Last March I posted a blog about the great success of the Ampere, the first regular passenger ferry using battery electric propulsion, rather than diesel engines. It achieved 95% reduction in emissions and an 80% reduction in operating costs. In that blog I argued that it was likely that short routes, such as the Dover – Calais, would probably switch from diesel to renewables before longer, ocean going routes. However a new partnership between the car maker, Renault, and ship building start-up Neoline are planning a predominantly wind powered regular Trans-Atlantic service, due to start operating in 2020.

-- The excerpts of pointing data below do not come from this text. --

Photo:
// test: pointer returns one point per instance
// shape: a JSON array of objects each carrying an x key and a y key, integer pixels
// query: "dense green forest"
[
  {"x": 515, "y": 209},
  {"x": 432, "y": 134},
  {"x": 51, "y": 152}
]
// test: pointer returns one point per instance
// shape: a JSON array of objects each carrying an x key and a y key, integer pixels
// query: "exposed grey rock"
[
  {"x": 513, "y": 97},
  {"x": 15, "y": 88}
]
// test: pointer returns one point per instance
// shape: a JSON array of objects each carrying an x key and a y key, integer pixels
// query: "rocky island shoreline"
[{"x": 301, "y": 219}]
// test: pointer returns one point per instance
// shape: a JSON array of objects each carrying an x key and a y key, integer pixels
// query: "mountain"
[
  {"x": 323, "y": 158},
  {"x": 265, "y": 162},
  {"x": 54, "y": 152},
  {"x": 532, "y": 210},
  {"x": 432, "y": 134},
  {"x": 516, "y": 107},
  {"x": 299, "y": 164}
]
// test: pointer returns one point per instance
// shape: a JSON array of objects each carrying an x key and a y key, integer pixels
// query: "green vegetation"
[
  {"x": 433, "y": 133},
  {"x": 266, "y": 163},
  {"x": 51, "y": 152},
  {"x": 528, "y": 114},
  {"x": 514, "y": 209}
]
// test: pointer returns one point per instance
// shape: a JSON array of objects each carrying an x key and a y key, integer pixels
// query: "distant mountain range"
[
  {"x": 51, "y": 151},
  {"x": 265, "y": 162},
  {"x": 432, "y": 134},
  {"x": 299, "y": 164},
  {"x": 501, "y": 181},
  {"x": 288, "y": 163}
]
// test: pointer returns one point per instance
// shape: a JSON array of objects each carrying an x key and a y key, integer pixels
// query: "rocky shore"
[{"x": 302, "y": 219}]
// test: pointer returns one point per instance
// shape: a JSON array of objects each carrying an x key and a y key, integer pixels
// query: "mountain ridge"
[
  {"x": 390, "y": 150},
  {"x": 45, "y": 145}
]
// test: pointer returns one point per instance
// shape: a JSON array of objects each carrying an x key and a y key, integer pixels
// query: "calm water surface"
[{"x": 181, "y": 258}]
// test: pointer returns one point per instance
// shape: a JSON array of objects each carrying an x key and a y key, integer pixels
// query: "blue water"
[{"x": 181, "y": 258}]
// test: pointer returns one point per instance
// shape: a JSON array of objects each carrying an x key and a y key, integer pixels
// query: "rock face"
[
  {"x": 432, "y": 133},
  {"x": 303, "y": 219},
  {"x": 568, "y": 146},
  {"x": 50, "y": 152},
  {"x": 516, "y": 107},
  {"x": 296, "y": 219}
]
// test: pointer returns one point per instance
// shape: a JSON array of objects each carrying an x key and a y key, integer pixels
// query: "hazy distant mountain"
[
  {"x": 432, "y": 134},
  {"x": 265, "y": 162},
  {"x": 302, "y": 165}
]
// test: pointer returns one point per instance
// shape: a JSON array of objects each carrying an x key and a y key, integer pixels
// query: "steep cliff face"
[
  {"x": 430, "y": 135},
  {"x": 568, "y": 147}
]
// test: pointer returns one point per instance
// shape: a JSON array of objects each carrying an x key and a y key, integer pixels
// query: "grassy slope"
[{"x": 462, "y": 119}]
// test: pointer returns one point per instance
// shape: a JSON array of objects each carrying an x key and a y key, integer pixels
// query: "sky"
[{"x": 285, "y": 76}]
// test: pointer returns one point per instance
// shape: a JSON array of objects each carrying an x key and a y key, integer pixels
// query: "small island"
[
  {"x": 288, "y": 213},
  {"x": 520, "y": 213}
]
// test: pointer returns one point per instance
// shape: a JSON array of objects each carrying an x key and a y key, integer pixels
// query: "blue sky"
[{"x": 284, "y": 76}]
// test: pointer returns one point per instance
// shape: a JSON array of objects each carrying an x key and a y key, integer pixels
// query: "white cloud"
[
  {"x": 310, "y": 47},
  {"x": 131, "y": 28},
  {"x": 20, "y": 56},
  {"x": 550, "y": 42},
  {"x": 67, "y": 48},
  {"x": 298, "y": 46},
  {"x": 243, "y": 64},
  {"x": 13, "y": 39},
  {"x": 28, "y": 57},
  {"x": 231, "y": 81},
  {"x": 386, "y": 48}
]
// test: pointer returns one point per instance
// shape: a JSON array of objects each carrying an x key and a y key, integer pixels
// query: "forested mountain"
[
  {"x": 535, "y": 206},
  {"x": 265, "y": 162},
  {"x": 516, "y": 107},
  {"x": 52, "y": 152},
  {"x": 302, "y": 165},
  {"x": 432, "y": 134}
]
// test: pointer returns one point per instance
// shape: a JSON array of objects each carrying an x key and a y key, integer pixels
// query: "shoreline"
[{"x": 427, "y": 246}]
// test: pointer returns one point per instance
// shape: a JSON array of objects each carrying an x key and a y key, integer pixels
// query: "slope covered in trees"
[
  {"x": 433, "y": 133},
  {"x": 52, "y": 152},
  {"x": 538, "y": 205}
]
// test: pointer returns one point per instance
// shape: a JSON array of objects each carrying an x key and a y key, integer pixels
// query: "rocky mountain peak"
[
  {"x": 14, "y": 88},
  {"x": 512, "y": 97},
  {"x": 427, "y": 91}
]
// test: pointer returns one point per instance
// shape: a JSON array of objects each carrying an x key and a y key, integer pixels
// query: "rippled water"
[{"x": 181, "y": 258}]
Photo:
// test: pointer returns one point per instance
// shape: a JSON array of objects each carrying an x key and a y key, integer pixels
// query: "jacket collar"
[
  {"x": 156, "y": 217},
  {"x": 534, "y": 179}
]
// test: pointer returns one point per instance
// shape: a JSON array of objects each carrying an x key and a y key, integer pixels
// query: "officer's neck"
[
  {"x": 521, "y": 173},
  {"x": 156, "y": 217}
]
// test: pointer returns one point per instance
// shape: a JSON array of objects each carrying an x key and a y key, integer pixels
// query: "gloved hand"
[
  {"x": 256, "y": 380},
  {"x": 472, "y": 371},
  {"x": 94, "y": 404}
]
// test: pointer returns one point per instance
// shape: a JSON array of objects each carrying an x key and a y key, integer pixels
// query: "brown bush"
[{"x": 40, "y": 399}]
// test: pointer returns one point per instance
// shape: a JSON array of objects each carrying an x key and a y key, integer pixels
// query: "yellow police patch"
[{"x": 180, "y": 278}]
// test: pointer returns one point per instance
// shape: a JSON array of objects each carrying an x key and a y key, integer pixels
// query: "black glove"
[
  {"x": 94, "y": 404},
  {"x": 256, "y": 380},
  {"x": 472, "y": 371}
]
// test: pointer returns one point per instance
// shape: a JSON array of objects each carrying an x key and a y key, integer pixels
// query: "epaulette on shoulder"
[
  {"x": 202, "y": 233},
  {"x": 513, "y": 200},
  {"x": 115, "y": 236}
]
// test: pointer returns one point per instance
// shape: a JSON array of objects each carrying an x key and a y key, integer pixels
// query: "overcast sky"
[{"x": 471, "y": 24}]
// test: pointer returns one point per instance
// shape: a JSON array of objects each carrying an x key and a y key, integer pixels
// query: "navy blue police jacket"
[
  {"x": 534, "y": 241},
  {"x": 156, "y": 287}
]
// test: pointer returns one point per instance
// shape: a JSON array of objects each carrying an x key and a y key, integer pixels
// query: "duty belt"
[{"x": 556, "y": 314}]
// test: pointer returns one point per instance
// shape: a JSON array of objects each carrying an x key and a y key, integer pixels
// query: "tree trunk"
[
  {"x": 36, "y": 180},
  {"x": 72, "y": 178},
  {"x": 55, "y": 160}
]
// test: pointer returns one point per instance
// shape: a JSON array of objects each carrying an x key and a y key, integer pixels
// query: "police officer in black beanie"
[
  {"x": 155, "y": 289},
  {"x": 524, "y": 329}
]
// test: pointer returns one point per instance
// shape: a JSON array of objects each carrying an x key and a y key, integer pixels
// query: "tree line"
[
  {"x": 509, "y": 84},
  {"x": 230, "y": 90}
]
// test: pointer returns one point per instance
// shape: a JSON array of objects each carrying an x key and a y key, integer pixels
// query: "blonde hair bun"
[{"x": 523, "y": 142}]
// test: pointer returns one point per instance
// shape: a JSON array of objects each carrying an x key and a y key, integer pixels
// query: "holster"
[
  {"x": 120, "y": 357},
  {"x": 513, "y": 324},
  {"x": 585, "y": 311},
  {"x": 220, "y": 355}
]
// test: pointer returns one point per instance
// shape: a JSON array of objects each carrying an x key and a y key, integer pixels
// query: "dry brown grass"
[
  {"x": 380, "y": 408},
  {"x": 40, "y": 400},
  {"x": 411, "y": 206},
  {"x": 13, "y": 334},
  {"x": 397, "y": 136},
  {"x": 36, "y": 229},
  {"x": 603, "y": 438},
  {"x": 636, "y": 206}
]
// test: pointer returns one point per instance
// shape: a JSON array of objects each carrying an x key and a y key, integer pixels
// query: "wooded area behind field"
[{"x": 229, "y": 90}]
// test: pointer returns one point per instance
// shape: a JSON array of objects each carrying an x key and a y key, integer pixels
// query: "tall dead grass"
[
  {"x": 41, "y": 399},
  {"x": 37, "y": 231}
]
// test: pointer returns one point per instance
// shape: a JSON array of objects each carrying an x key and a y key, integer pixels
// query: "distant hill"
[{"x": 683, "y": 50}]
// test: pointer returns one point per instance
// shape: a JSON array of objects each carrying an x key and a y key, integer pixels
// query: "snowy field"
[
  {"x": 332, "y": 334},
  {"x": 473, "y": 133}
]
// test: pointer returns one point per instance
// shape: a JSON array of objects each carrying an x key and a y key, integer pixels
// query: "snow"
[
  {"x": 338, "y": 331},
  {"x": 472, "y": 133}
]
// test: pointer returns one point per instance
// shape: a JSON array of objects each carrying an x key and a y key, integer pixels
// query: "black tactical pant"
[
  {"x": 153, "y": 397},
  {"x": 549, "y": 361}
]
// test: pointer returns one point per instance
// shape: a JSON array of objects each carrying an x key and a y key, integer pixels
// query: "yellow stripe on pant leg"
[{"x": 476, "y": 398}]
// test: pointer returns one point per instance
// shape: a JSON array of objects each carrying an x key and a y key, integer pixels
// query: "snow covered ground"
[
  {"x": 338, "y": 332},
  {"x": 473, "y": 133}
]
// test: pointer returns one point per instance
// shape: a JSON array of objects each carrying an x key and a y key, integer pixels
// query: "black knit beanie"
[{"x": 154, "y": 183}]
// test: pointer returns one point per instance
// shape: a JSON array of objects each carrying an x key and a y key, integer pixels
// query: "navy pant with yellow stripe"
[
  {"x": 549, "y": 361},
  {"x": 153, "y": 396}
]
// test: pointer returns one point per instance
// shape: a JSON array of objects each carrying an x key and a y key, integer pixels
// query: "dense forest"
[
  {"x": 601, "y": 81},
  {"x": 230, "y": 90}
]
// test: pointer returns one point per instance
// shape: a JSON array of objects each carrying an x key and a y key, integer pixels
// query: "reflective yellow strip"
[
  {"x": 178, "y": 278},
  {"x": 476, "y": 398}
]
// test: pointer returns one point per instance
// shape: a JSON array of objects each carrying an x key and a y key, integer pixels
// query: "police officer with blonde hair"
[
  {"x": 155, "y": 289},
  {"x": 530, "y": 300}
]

The picture above shows what they are proposing. It is quite a large roll-on roll-off ship, capable of carrying 478 cars on two decks. Most of the time while at sea it would be entirely sail powered. For manoeuvring in port and times of slack wind a diesel engine is planned. I would like to see Neoline replace this diesel with a hydrogen fuel cell engine. However, even with the diesel engine, emissions are forecast to be 90% lower than conventional ships as essentially this is a new iteration of a sailing ship, although no doubt with smart computer controlled sails.
I have on this blog written about several experimental hydrogen fuel cell ships. Now construction is just beginning on what will be the world’s first regular commercial hydrogen fuel cell ferry. It will be a 70-foot long catamaran, capable of carrying 84 passengers, and will commence operating in San Francisco Bay sometime later this year, initially on a three month trial basis. It will carry sufficient hydrogen for two full days operation.
Combining the sail powered ship designed in France by Neoline and the hydrogen fuel cell ferry under construction in California seems to suggest the path to a truly sustainable global shipping technology. Predominantly wind powered, but with clean hydrogen fuel cell technology for manoeuvring in port and as back up for when the wind is not strong enough. How long will it be before these technologies replace diesel on the huge bulk carriers that criss-cross the planet’s oceans. That would improve local air quality in ports, cut carbon and other emissions, and be quieter and so less disruptive to whales and dolphins, and it might also be considerably cheaper than dirty old diesel. What’s not to like?